The load balancer sits in front of your app. It receives all incoming requests and distributes them across several backend R processes, each running a copy of your application.
17.1 Belgic
Belgic is a reverse proxy and load balancer built specifically for Ambiorix. It is to Ambiorix what Shiny Server is to Shiny. It also works with Shiny applications.
Belgic is written in Go. It spawns multiple R processes running your app and distributes requests across them using round-robin.
17.1.1 Install
Download a pre-built binary from the releases page, or install from source with Go:
go install github.com/ambiorix-web/belgic@latest17.1.2 Configure
Generate a default config file:
./belgic config -p=config.jsonThe config file:
{
"path": "/home/deploy/my-app",
"port": "8080",
"backends": "max",
"attempts": 3
}path: Directory containing your app. Belgic expects anapp.Rentry point.port: The port Belgic listens on. This is the port users connect to.backends: Number of R processes to spawn."max"uses all available CPU cores.attempts: How many times to try reviving a backend if it dies.
Set the BELGIC_CONFIG environment variable to point to your config:
export BELGIC_CONFIG="/home/deploy/config.json"17.1.3 Run
./belgic startBelgic starts the R processes, assigns each one a different port (via the ambiorix.port.force R option), and proxies incoming requests to them.
17.1.4 Daemonize
Run Belgic as a systemd service for production:
[Unit]
Description=Belgic Load Balancer
[Service]
ExecStart=/usr/local/bin/belgic start
Restart=on-abnormal
Type=simple
[Install]
WantedBy=multi-user.targetsudo systemctl daemon-reload
sudo systemctl start belgic
sudo systemctl enable belgic17.1.5 Session State
Belgic uses round-robin. A user’s first request might go to backend 1, and their next request to backend 3. This means you cannot store session data in the R environment. It will not persist across requests.

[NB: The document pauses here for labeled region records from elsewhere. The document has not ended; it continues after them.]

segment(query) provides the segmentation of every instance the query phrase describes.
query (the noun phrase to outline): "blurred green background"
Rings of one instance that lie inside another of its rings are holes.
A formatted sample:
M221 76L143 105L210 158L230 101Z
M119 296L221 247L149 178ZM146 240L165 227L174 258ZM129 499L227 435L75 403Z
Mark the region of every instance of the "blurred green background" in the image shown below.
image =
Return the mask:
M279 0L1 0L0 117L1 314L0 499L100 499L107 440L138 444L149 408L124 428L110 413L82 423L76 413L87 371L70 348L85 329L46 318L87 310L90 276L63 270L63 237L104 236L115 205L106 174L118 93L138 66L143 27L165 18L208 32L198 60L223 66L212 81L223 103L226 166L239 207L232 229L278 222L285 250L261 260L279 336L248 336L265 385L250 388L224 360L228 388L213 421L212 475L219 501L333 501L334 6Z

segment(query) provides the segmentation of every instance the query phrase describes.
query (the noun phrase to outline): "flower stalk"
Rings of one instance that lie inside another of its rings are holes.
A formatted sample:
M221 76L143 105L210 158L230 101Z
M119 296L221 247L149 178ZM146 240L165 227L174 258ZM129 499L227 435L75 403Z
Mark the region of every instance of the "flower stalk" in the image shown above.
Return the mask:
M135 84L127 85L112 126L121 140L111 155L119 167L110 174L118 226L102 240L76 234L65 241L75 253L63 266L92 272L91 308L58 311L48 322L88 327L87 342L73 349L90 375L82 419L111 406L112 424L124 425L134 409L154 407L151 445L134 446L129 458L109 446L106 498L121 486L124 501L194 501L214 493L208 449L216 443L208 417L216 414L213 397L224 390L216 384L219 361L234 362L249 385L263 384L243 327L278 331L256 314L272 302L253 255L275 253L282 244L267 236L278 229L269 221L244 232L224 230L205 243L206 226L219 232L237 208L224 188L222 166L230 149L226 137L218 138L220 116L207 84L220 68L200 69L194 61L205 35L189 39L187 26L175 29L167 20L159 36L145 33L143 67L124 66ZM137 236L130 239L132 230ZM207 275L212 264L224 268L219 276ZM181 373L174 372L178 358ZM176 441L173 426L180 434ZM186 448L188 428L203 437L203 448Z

Use cookies, a database, or another external store instead. This is good practice regardless of whether you use a load balancer.
17.2 Nginx + Docker Compose
If you prefer to manage load balancing yourself, you can run multiple Docker containers and put nginx in front of them.
17.2.1 docker-compose.yml
services:
app-1:
image: my-app
expose:
- "5000"
restart: unless-stopped
app-2:
image: my-app
expose:
- "5000"
restart: unless-stopped
app-3:
image: my-app
expose:
- "5000"
restart: unless-stopped
nginx:
image: nginx:latest
ports:
- "80:80"
volumes:
- ./nginx.conf:/etc/nginx/nginx.conf:ro
depends_on:
- app-1
- app-2
- app-3
restart: unless-stoppedEach app service runs a copy of your application. The expose directive makes port 5000 available to other containers on the same Docker network, but not to the host.
17.2.2 nginx.conf
events {}
http {
upstream ambiorix {
server app-1:5000;
server app-2:5000;
server app-3:5000;
}
server {
listen 80;
location / {
proxy_pass http://ambiorix;
proxy_set_header Host $host;
proxy_set_header X-Real-IP $remote_addr;
proxy_set_header X-Forwarded-For $proxy_add_x_forwarded_for;
proxy_set_header X-Forwarded-Proto $scheme;
}
}
}
The upstream block defines the pool of backends. Nginx distributes requests across them using round-robin by default.
17.2.3 Run
sudo docker compose up -dYour app is now available on port 80, load-balanced across three R processes.
To scale up or down, adjust the number of app services in docker-compose.yml and update the upstream block in nginx.conf accordingly.